Из шестёрки афганцев не были заядлыми футболистами Женя Кардаш и Толя Беляк. Они редко появлялись на лугу.
– Жека у нас Кулибин, – говорил Антон.
Кардаш рос без отца, говоря по-деревенски: мать нагуляла. Пропадал у своего дяди. Тот был помешан на технике и племянника заразил. Они собрали маленький трактор с тележкой. На нём возили траву, сено, дрова. А ещё построили аэросани, гоняли на них зимой по реке. Женя на своих двоих по селу не ходил – перемещался исключительно на мотоцикле. Дядя отдал ему свой «Ковровец». Единственное – мать в школу не разрешала ездить на мотоцикле, вынужден был ходить пешком. На футбольное поле тоже приезжал на «Ковровце». Не жадничал, если товарищи просили покататься.
Толя Беляк играл редко и слабо, прилетит мяч – пнёт, не больше, без азарта. Одна у него была страсть – рыбная ловля. Всё лето пропадал на реке. Солнце ещё на ноготок не выглянет, бабы лишь поднимаются идти по утренним сумеркам к коровам, а Толя (невысокий, узкоплечий и черноголовый) уже бодро шествует по пустынной улице с удочкой на плече, бидончиком под рыбу в руке. Не сказать, что остальные мальчишки были равнодушны к рыбалке, нет, ходили на реку за окуньками, ельчиками, пескарями.

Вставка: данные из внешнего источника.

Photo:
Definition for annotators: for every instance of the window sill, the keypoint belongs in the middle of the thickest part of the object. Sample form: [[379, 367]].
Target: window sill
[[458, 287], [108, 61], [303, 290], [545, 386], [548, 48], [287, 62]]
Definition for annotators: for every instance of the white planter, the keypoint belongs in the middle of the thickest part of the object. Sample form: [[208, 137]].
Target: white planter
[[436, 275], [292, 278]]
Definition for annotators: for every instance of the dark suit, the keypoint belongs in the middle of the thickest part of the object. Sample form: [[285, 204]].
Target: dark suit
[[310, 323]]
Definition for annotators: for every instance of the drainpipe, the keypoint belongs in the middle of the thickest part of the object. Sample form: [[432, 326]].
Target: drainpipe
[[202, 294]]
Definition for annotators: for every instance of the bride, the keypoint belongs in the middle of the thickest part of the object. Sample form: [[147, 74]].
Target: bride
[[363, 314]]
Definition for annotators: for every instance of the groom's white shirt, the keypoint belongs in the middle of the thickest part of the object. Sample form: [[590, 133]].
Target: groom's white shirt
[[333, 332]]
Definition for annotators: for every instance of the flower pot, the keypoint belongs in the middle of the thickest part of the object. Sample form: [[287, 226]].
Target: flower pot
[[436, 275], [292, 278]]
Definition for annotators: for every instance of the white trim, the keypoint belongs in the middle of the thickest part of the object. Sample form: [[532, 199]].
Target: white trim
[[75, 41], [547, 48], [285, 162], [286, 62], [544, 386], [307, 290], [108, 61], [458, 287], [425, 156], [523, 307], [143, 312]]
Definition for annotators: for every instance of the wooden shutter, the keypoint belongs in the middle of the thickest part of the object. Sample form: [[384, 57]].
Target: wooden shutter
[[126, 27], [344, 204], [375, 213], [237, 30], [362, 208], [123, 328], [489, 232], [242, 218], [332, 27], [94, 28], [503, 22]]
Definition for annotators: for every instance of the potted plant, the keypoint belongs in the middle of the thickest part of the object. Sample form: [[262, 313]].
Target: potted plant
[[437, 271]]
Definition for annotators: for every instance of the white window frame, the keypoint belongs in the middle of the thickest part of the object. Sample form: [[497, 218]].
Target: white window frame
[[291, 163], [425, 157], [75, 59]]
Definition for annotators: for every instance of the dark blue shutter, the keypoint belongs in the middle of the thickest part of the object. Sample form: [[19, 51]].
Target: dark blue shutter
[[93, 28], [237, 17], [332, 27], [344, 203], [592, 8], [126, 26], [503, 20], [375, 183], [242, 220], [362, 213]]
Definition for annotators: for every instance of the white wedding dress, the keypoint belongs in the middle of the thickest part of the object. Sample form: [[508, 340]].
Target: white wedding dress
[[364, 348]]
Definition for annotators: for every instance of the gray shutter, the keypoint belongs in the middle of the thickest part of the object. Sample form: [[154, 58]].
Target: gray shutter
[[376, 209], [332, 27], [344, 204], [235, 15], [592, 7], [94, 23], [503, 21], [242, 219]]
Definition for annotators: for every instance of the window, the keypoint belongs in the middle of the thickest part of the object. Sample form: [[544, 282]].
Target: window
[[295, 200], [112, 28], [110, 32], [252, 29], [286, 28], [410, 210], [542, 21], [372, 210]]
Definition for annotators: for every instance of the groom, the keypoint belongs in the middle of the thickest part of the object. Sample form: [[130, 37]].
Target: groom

Да они так – любители, Толя – профессионал, никто не мог его обловить.
– Толян всю реку знает, – рассказывал матери Антон. – Где на живца щуку взять, где хороший окунь клюёт. Бывает – по всей реке ни поклёвки, все пустые, он хотя бы ершей да накосит полный бидончик.
Весной, как пройдёт ледоход, Толя ловил на перемёты, летом ходил на речку с удочкой, кроме того – мордушки ставил. Сам плёл из ивняка. Мальчишки не любили возиться с такой снастью, считая её стариковской, Толя был иного мнения. Холодная вода, не холодная – лез на глубину, доставал мордушку, тащил на берег, вытряхивал рыбу и снова ставил.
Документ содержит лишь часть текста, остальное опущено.